Sync gateway change feed fetch repeated docs in longpoll mode

  1. query on ‘03-17 09:15:27’
{"active_only":true,"since":"5297414","limit":1000,"include_docs":true,"feed":"longpoll"}

response:

{
  "results":[
    {
      "seq":"5297415::5297418","id":"-UqvzOYR_CPhbUkAl5YYzWr",
    }
  ],
  "last_seq":"5297415::5297418"
}
  1. subsequent query made with since: 5297415::5297418, and get last_seq 5297415::5297420

  2. use a loop to repeat the change feed action, and get last_seq like:

5297415::5297418
5297415::5297420
5297415::5297421
5297415::5297423
5297415::5297424
5297415::5297425
5297415::5297427
5297415::5297428
5297415::5297430
5297415::5297432
...
5297415::5298104
  1. however, a query on ‘03-17 10:35:53’
{"active_only":true,"since":"5297415::5298104","limit":1000,"include_docs":true,"feed":"longpoll"}

fetch many repeated docs which fetched in previous queries

{
  "results":[
    // repeated docs which fetched in previous queries
    {
      "seq":"5297418","id":"-UqvzOYR_CPhbUkAl5YYzWr",
    },
    {
      "seq":"5297420","id":"-vf-sv4svjqk829ThtKBAMH"
    }
    ......
  ],
  "last_seq":"5297949::5298114"
}

Why does sync gateway send repeated docs? How can I avoid it?

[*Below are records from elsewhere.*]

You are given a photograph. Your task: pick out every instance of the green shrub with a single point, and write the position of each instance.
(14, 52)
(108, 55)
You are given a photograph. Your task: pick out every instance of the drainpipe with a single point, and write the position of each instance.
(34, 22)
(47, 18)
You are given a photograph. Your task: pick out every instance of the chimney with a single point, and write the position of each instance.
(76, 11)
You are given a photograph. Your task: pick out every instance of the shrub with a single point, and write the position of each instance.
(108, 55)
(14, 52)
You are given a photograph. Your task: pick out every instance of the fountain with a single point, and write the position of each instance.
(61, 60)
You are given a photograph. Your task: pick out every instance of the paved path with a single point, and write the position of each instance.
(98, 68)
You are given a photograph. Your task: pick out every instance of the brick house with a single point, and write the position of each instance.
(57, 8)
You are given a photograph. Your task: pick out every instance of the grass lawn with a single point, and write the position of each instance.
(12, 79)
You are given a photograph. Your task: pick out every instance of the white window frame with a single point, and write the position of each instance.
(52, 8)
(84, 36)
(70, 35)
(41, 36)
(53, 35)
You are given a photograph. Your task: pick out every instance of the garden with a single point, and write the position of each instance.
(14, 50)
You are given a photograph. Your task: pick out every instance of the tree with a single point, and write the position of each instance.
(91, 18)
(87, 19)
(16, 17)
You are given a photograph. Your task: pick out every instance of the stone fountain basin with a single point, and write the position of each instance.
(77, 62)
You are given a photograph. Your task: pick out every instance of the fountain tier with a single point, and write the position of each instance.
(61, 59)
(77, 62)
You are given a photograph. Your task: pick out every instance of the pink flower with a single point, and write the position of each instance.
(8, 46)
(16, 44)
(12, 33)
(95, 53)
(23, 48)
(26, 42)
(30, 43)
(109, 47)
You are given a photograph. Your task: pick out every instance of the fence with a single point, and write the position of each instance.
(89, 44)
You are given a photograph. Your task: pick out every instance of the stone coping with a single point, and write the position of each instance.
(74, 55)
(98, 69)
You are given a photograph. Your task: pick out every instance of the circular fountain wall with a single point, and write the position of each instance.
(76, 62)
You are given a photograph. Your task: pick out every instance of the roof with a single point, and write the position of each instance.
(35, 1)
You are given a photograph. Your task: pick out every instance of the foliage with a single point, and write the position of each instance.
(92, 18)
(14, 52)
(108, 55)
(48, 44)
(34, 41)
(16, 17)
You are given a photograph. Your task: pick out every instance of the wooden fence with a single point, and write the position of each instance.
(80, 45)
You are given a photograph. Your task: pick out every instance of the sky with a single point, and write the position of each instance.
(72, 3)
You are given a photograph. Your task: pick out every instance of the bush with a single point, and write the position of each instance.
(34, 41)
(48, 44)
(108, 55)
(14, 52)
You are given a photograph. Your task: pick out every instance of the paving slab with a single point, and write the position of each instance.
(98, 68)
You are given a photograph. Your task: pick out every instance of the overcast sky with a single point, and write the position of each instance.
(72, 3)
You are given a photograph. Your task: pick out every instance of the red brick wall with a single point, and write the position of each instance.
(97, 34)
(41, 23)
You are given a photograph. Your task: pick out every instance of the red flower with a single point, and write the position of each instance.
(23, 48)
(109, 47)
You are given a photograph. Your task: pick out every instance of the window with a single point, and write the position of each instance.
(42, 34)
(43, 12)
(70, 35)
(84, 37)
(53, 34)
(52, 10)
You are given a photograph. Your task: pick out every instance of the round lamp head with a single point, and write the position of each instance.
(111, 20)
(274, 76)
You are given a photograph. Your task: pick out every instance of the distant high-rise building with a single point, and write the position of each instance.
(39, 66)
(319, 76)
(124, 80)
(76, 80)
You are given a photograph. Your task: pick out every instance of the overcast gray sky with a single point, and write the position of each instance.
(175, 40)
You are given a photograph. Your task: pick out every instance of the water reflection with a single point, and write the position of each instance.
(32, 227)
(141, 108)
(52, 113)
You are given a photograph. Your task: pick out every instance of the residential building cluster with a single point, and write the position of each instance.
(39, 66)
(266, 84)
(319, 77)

Sync Gateway isn’t sending duplicate documents. A sequence Id of the form 5297415::5298104 is a “compound sequence”. Here 5297415 is the last contiguous sequence observed by Sync Gateway over the database change feed coming in from server. The use of compound sequence is an optimization to prevent sync gateway from waiting indefinitely for a missing sequence from server before it sends the changes to the client. By default sync gateway waits for 5 seconds before skipping a sequence configurable via these options.
So next time client requests for changes since 5297415::5298104, its going to try sending all skipped sequences starting from last stable_seq which is 5297415

Don’t get too attached to the details documented here because these are inner workings of sync gateway that can change and a lot of it has evolved since the writing of that page - but it should give you a good overview.

@priya.rajagopal Thank you for your answer.

I am still confused with it.

Our system asks Sync Gateway for all changes since 5306291 on 11:10. The response contains a doc "_id":"-RQC8d34A-ETZgI6hWBCJEu","_rev":"1-02361e471fe1bd3b3de0b141c2545dc74e7fc721" and the seq is a compound sequences 5306297::5306335.

It asks Sync Gateway for all changes since 5306297::5307115 on 12:36. The response contains the doc "_id":"-RQC8d34A-ETZgI6hWBCJEu","_rev":"1-02361e471fe1bd3b3de0b141c2545dc74e7fc721" and the seq is a compound sequences 5306335.

In my opinion,the doc of seq 5306297::5306335 and 5306335 are same. And we have to drop the seq 5306335 in our system since it has received the doc -RQC8d34A-ETZgI6hWBCJEu in the seq 5306297::5306335.

It there something wrong with my query? It there some way to make sure that we donot receive duplicate docs as as above?

Thans.

@priya.rajagopal do you have any suggestion for this please?

This is behaving as expected - you will need to perform the deduplication on your side, or switch to a continous changes feed (which does the dedeuplication work inside Sync Gateway).

The main problem is that under a scenario with skipped sequences on a non-continous changes feed, we don’t know the full set of sequences we’ve not sent to the client in previous requests. The first element of the sequence is the earliest skipped sequence, but there may be more between that first one and your since value.

Thanks. I will try the continuous model.